Items approved by the BOE on Monday, July 12, were:
•a parental leave policy and an competitive interscholastic activities policy (that policy allows homeschool students in grades 6-12 to participate in extracurricular and interscholastic activities). The board also discussed a new teacher evaluation appeals policy and could take action on the policy in August.
•declaring several instructional and technology items surplus.
•the FY22 board training plan and FY21 board training report.
•a tower and lease agreement with the Jackson County Board of Commissioners.
A proposal that is slated to come before the Commerce City Council July 19 would significantly hike tap fees for water and sewerage hook-ups in the city.
The move comes as a recommendation from a recent study the city commissioned, a study that indicates the town is almost at capacity with its existing water and sewerage systems.
"Existing plants, distribution and collection systems are near capacity and will require significant capital expenditures to meet new demands," the report states.
The report notes that recently-approved developments will use 100% of the capacity within the next few years. And unless the town raises its tap fees for new construction, existing customers will have to subsidize that development with higher water and sewerage rates.
Under the proposal, residential water tap fees would go from $2,200 to $4,382 and sewer tap fees from $3,500 to $6,000. Other tap fees for larger industrial lines are much higher, up to $1.1 million for a 12-inch meter for wastewater.
The proposed fee schedule is close to other growing nearby towns, such as Jefferson where water tap fees are $3,200 plus city expenses and $5,000 for sewer plus city expenses. Jefferson also levies impact fees on new construction.
The issue of tap fees has implications for a host of proposed developments in Commerce, including the Cook Communities project on Hwy. 441 South that would have over 400 homes and townhomes. The council is also slated to vote on rezoning and variances for that project on July 19.
Higher tap fees could add to the cost of new housing in Commerce and may alter how developers approach future developments in lot and house sizes and construction materials.
Commerce doesn't currently impose impact fees on new construction.
Votes on two large projects — one in the City of Commerce, the other in West Jackson — are slated for Monday, July 19.
Cook Properties in Commerce
The Commerce City Council is slated to vote on the controversial Cook Communities project, a major residential development proposed on the south side of town.
Cook Communities wants to locate 418 homes (112 townhomes and 306 single-family homes) on 187 acres on Hwy. 441 at Whitehill School Rd.
A number of citizens spoke against the project during the Commerce Planning Commission’s June meeting. The planning commission voted to recommend denial of the development.
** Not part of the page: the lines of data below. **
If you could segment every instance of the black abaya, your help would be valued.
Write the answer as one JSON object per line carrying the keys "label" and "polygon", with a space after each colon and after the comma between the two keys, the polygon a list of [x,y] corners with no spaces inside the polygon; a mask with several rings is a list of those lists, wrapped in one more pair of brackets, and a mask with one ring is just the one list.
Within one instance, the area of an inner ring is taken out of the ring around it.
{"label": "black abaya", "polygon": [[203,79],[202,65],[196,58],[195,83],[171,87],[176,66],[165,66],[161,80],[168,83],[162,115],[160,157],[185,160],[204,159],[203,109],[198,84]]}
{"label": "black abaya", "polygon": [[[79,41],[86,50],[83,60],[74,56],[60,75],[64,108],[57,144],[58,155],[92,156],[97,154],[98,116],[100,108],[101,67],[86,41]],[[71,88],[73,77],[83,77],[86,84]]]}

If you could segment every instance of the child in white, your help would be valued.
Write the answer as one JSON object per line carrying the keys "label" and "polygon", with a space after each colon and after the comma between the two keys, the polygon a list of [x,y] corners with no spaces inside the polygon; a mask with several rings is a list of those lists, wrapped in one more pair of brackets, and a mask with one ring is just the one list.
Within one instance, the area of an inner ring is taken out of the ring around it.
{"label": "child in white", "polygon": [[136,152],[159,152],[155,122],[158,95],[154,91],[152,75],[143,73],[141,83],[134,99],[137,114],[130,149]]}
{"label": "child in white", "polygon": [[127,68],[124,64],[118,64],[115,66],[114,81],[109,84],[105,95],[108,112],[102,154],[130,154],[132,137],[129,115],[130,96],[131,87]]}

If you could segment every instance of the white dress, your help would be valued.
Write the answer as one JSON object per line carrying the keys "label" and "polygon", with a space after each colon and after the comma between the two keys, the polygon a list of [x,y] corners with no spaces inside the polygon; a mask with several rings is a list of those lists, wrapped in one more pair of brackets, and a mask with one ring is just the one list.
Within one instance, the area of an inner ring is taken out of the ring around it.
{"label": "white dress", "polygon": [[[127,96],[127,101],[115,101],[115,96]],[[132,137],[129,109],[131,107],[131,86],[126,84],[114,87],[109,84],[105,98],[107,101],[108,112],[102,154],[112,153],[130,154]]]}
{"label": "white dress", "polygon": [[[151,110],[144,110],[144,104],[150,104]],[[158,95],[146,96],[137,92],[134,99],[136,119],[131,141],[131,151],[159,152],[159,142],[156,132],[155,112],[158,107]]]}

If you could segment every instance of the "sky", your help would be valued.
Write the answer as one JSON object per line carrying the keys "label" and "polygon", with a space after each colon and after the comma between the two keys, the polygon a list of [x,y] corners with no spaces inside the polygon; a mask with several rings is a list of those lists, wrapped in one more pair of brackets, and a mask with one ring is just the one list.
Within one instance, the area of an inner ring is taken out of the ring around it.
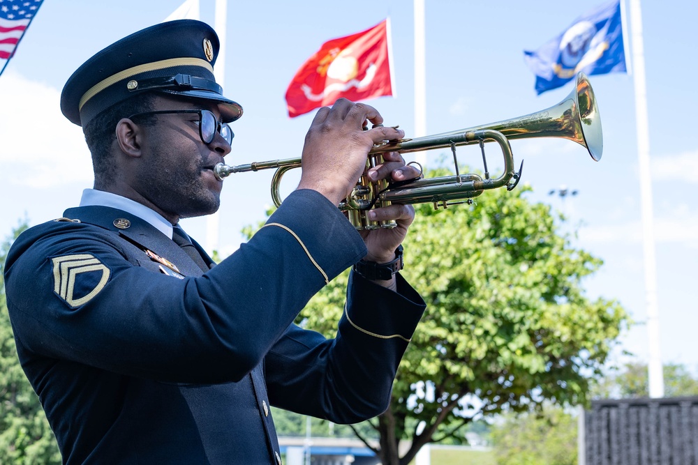
{"label": "sky", "polygon": [[[4,0],[5,2],[11,0]],[[18,1],[19,0],[15,0]],[[91,187],[89,153],[81,129],[61,114],[61,90],[84,61],[117,40],[162,22],[182,0],[118,2],[45,0],[0,76],[0,235],[21,222],[30,225],[62,216]],[[426,0],[426,130],[436,134],[523,116],[556,105],[571,84],[537,96],[524,50],[563,32],[604,0],[517,2]],[[661,357],[698,370],[698,304],[690,294],[698,277],[698,142],[693,109],[698,97],[698,45],[693,31],[698,2],[644,2],[644,40],[654,248]],[[367,102],[386,124],[415,132],[414,15],[406,0],[230,1],[228,6],[226,96],[244,108],[232,124],[229,165],[300,156],[314,112],[289,119],[284,94],[299,67],[327,40],[364,31],[389,17],[396,93]],[[201,0],[202,20],[214,25],[214,0]],[[626,31],[626,35],[630,34]],[[632,66],[632,63],[631,63]],[[549,204],[569,218],[572,245],[604,261],[584,282],[591,298],[618,300],[636,323],[621,349],[646,361],[648,335],[633,76],[590,77],[598,100],[604,153],[595,162],[586,150],[558,139],[512,142],[531,201]],[[459,149],[459,160],[477,169],[476,148]],[[431,151],[426,165],[442,151]],[[488,146],[489,169],[498,152]],[[406,157],[409,159],[408,157]],[[270,171],[232,175],[213,222],[189,219],[183,226],[200,242],[218,223],[217,248],[236,250],[246,225],[265,220],[271,204]],[[561,197],[549,192],[576,190]],[[282,192],[294,188],[292,176]],[[487,192],[478,201],[487,201]],[[458,208],[457,206],[454,208]],[[311,220],[311,216],[309,216]],[[618,355],[617,360],[624,360]]]}

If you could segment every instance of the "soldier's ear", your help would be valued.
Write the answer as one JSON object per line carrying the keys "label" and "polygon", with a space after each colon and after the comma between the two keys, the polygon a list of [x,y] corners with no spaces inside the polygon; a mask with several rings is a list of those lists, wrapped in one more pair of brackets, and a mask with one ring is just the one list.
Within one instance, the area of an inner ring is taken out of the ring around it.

Hwy. 332/Boone Rd. Project
A hearing is set Monday, July 19, on a request for a 340-lot subdivision in West Jackson.
The Jackson County Board of Commissioners is slated to consider two map amendments for 170 acres off Hwy. 332 at Boone Rd. The applicant wants a change in the future land use from ag/forestry to residential and a change in the character area from suburban to urban.
Approximately 340 lots are planned in the development, which would be built in phases.
If the two map amendments are approved, the applicant plans to seek an R-2 zoning.
A number of area residents voiced opposition to the project at the Jackson County Planning Commission meeting in June, mostly citing issues with traffic in the area and lack of road infrastructure, specifically on Boone Rd.